Determine how many numbers bigger than 30,000 and smaller than 9,999,999 and divisible by 5 can be formed using the digits 0, 1, 2, 3, 5, 8 and 9.
The answer is 156,407. Please help on the approach to get this answer!
Thank you.
This is what I have tried:
- total 5 digit numbers possible that will be divisible by 5 $= 2 \cdot 7 \cdot 7 \cdot 7 \cdot 6$ (unit place on the left)
- total 6 digit numbers possible that will be divisible by $5 = 2\cdot7\cdot7\cdot7\cdot7\cdot6$
- total 7 digit numbers possible that will be divisible by 5 $= 2\cdot7\cdot7\cdot7\cdot7\cdot7\cdot6$
Then I added all these answers & subtracted those 5 digit numbers lesser than 30,000 and divisible by 5
Then I subtracted 1 (9,999,999 is not to be included).

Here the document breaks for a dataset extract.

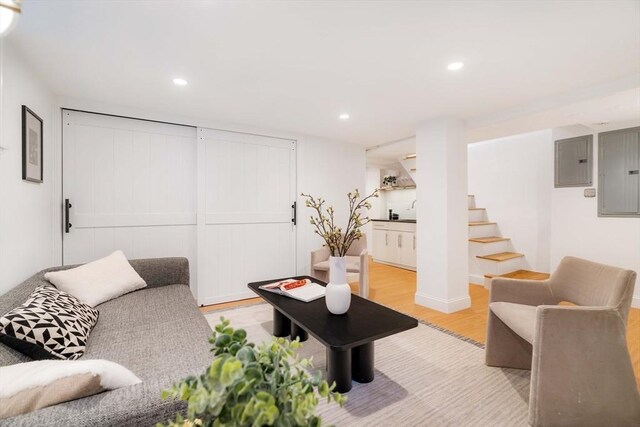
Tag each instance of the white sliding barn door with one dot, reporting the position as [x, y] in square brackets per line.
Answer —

The answer i get does not match with the one on the book.
You were on the right track.
5 digits numbers
We will keep only numbers bigher than $30\ 000$. There is $2$ possibilities for the unit, $7$ for the middle digits and $4$ for the leftmost digit. And we will substract one for $30\ 000$. $$2\times7\times7\times7\times4-1=2743$$ 6 digits numbers
You were right there is $2$ possibilities for the unit, $7$ for the middle digits and $6$ for the leftmost digit. $$2\times7\times7\times7\times7\times6=28812$$ 7 digits numbers
You were right there is $2$ possibilities for the unit, $7$ for the middle digits and $6$ for the leftmost digit. $$2\times7\times7\times7\times7\times7\times6=201684$$
Adding those numbers, we find $233\ 239$ possibilities.
There might be a mistake in the book, or there might be something missing in the problem.